The MVP don’t change

Here’s what hasn’t moved in twenty years of startup thinking:

  1. Build the smallest thing that solves one specific problem for one specific person.
  2. Show it to that person (a real person, probably not your spouse, definitely not your mom, and DEFINITELY not my mom, and 100% not your chatbot).
  3. Find out what they actually do with it (which is probably not what you thought).
  4. Kill features, pivot, or double down based on what you learned.
  5. Repeat.

What’s new is that step one is basically free, and while not perfect, free is very alluring. You can build the smallest thing in an afternoon, or the largest thing if there’s no one around to tell you not to. Steps two through five still require getting out of your house, talking to humans, accepting that most of your assumptions are wrong, and throwing real work away. None of that is faster than it was in 2005, none of it is fun, and none of it scratches the “I NEED MORE SLURM” build-a-thing itch the way an AI tool does.

So a certain kind of founder just skips it, staying in the build phase indefinitely, because the build phase now feels like winning at a casino while getting unlimited free martinis. The feature ship (how to get them onto a server is someone else’s problem) the codebase grows, the agent agrees with everything. Meanwhile the only thing that actually matters, which is whether anyone wants this, goes unanswered.

It’s the founder version of Wilson the volleyball. In your unwashed isolation, you’ve made a friend, you’ve named the friend, and the friend agrees with everything you say. The problem is that the friend is also the boat, the island, and the ocean, and you haven’t actually left the house yet.

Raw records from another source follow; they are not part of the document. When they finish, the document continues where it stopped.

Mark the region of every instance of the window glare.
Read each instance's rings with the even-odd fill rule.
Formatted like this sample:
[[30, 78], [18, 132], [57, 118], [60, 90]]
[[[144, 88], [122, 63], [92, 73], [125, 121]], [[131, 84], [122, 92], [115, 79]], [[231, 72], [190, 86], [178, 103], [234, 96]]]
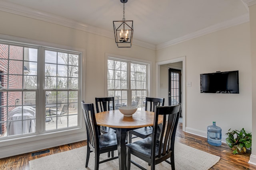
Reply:
[[107, 63], [108, 97], [114, 97], [115, 109], [126, 106], [144, 109], [147, 64], [110, 59]]

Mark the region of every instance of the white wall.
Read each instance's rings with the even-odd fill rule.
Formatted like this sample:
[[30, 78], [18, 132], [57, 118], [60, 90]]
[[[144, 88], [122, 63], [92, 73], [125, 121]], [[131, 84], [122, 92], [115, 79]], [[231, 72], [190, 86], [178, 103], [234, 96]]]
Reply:
[[252, 70], [252, 154], [250, 163], [256, 165], [256, 5], [249, 7]]
[[[65, 46], [83, 52], [82, 100], [95, 102], [96, 97], [105, 94], [105, 53], [149, 61], [152, 72], [155, 71], [155, 51], [133, 45], [118, 48], [114, 39], [88, 33], [28, 17], [0, 12], [0, 34], [26, 39], [28, 41], [43, 41], [49, 46]], [[110, 21], [110, 22], [112, 22]], [[1, 37], [0, 35], [0, 37]], [[155, 95], [154, 75], [151, 76], [150, 94]], [[70, 143], [86, 139], [85, 128], [74, 131], [25, 138], [10, 142], [0, 141], [0, 158]], [[28, 142], [29, 141], [30, 142]]]
[[[250, 30], [246, 23], [156, 51], [157, 62], [186, 56], [186, 81], [192, 82], [186, 87], [186, 131], [206, 137], [213, 121], [224, 137], [230, 128], [252, 131]], [[239, 94], [200, 93], [200, 74], [235, 70], [239, 71]]]
[[[159, 96], [164, 98], [164, 106], [168, 105], [169, 68], [182, 70], [182, 62], [179, 62], [160, 66], [160, 90]], [[182, 78], [181, 80], [182, 81]], [[182, 83], [181, 89], [182, 89]], [[181, 90], [181, 89], [180, 89]]]

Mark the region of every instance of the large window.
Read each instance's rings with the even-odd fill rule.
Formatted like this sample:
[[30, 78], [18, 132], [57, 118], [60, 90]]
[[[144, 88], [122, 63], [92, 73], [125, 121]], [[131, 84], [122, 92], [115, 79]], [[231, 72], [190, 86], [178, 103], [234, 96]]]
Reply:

To be fair, I am not above this myself, by the way. I have, in my time, built things that nobody asked for and gotten weirdly emotional about them, but the difference is that mine were three hundred lines of code over a weekend, not almost a million lines of code over the better part of a year, which is sort of the whole point. No one asked for my William S. Burroughs poetry writing twitter bot, but I loved it anyway.

Codebases don’t love you back

Code you wrote yourself CAN hard to let go of, and code you wrote with an AI, when you are not a trad-coder, seems to be way harder. Experienced engineers seem to be more than happy to throw away AI code or rebuild it in a heartbeat. But I can see how even if you didn’t actually write the lines, but the shape of the thing is yours (you named the characters, you picked the voice, you spent months in a chair with this thing as your only collaborator), and you have feelings about it.

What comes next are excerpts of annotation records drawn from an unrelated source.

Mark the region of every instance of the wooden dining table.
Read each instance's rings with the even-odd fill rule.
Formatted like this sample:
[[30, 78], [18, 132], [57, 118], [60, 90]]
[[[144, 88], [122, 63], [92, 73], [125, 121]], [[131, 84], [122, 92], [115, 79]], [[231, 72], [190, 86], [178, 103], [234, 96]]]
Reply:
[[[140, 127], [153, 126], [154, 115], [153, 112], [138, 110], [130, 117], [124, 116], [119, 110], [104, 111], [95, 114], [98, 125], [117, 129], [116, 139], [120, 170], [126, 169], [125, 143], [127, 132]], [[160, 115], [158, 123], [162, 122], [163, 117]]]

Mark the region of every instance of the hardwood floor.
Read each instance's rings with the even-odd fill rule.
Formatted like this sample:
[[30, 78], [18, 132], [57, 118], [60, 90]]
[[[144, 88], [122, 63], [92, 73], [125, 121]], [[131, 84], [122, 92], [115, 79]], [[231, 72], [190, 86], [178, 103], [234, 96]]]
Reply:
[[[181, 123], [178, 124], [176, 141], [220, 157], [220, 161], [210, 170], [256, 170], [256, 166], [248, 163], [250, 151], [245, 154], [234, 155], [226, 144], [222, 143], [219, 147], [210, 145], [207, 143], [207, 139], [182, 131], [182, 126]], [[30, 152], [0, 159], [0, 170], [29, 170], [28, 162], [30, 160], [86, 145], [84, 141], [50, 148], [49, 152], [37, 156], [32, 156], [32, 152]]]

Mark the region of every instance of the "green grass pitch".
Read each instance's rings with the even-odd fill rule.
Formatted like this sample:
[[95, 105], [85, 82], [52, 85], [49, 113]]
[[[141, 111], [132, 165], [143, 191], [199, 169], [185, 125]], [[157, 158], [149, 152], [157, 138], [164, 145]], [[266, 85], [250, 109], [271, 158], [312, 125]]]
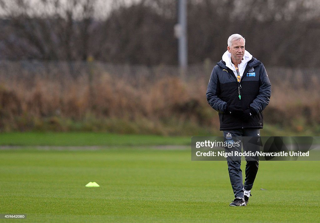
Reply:
[[226, 162], [150, 148], [3, 149], [0, 214], [27, 217], [0, 222], [320, 221], [319, 161], [260, 162], [248, 206], [230, 207]]

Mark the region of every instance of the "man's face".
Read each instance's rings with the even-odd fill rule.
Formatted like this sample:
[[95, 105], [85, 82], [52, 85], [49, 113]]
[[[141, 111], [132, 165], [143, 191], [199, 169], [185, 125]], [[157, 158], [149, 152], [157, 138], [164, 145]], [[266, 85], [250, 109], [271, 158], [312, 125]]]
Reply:
[[233, 62], [241, 61], [244, 56], [244, 42], [243, 40], [241, 39], [239, 40], [234, 40], [232, 42], [231, 46], [228, 46], [228, 49], [231, 54], [231, 59]]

But one day, if you’re lucky, and it does have SOME product market fit, a real engineering team is going to need to look at your masterpiece. And they are not going to share those feelings. They’re going to tell you, as gently as they can manage, that most of it has to go. Not because they’re mean (they might actually be mean), but because almost a million lines of AI-generated code, written by one person, in one tool, with no architectural review, is never maintainable, almost guaranteed to not be secure, and almost never going to scale past the “prototype” it currently is.

So what should you actually do?

I mean, I already told you… Build the smallest thing you can, then show it to ten strangers and actually listen to them. Throw away half of what you built and build a slightly different smallest thing, and repeat until one of those things is real. Keep your runway reserved for the moment you realize you were WAY off about something important, because, like, you will be, and that moment is what your runway is for.

Use AI tools, because they are legit amazing. But treat them like a coffee machine (fast, useful, no opinions of their own), not like a co-founder or worse, a slot machine. Co-founders are supposed to tell you no, slot machines whisper “just one more hit baby!”